Saturday, February 23, 2013

The Bishop Speaks Talk of the Kingdom


The Bishop Speaks Talk of the Kingdom

It was at the point of the Nicene Creed that began “We believe in One God . . .” when the stranger whispered to me saying, “I don’t like this new form of the Creed.” He preferred the one that began with “I believe in One God.” I just smiled at him and nodded my head signifying nothing other than that I had heard him and I think that was all he wanted anyway. I was just a visitor in his church.

It did send me thinking back to when I was serving a congregation that used the I believe form of the Creed. It was a precious thing to a number of the people apparently and so when I began to raise questions about that usage, I encountered resistance.

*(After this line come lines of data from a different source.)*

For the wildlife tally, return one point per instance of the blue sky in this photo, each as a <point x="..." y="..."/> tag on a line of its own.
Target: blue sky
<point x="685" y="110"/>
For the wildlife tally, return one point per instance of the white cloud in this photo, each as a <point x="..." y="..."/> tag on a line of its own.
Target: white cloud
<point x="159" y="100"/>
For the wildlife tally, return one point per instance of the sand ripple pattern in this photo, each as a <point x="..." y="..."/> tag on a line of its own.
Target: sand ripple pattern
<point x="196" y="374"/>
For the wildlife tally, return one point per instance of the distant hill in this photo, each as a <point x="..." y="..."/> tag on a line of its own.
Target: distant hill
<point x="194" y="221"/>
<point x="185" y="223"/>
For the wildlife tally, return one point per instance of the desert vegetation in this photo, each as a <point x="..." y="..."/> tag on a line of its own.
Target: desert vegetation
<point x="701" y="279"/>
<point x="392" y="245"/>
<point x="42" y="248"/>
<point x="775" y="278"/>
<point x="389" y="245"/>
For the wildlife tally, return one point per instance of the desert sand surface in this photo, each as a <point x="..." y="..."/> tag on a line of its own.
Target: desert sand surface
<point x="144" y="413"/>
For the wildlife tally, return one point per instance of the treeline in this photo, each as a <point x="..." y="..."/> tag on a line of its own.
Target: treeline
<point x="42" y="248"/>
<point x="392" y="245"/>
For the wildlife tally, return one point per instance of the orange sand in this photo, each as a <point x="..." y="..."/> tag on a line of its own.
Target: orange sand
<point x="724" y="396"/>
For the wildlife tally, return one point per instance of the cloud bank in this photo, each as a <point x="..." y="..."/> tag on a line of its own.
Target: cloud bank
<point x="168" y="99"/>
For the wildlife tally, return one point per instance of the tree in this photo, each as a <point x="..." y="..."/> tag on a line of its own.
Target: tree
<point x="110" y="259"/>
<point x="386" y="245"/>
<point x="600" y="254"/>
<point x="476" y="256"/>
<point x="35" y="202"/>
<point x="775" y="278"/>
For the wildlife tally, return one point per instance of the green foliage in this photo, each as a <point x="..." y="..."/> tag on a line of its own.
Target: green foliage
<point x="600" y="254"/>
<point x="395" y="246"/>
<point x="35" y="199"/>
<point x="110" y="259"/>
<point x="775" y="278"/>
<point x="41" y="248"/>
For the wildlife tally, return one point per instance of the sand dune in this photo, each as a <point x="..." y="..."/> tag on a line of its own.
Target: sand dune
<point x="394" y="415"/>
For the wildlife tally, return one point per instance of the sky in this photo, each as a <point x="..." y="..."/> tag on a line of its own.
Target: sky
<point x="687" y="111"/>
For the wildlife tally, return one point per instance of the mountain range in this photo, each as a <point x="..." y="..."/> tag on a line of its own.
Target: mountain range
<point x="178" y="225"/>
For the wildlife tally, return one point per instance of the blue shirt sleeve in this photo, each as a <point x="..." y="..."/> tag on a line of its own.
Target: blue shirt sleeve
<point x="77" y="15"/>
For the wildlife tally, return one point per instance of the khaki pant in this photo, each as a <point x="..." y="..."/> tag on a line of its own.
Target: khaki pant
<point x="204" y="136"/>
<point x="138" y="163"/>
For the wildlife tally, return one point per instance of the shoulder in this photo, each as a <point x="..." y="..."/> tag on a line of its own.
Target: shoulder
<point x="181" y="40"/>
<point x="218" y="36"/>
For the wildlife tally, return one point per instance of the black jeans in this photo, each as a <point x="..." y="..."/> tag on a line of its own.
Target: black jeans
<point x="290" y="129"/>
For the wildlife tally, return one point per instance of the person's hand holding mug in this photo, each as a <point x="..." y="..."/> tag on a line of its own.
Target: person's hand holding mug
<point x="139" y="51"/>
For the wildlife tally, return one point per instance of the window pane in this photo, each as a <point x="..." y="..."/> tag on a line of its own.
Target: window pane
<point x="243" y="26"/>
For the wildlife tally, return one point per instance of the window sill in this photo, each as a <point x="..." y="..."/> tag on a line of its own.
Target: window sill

The response about the Creed was usually offered in anger and went something like: “I don’t know what you believe. I can only speak for myself.” Given this perspective, that form of the Creed made perfect sense. That was the statement of the church for these persons.

So, I began to do a little different kind of teaching. I began to talk about the Creed. The teaching was really quite compelling for a completely unexpected reason. It did not have much to do with the whole notion of Creed. It did not have anything to do with what I believe or what anyone else believed. The thing that was actually compelling was the information that the “We believe” form of the Nicene Creed is the more ancient form. The “I believe” form is a later Latin or Western version.

Once these people understood that I was calling them back to the ancient way, it was all fine. They said, “Well, of course, we would want to do that.” So, they began to use this old form of the Creed with great joy and it was the first step on the journey to an experience of corporate worship.

The thing we need to remember is that doctrine is not delivered by God. We think that God gave us doctrine sometimes and often we behave as if that were the case. Doctrine is not delivered by God (at least not directly). Doctrine is an expression of our experience of God. That is us. That is people. Doctrine is us talking. It is the action of the great councils of the church trying to hammer out the corporate experience of God.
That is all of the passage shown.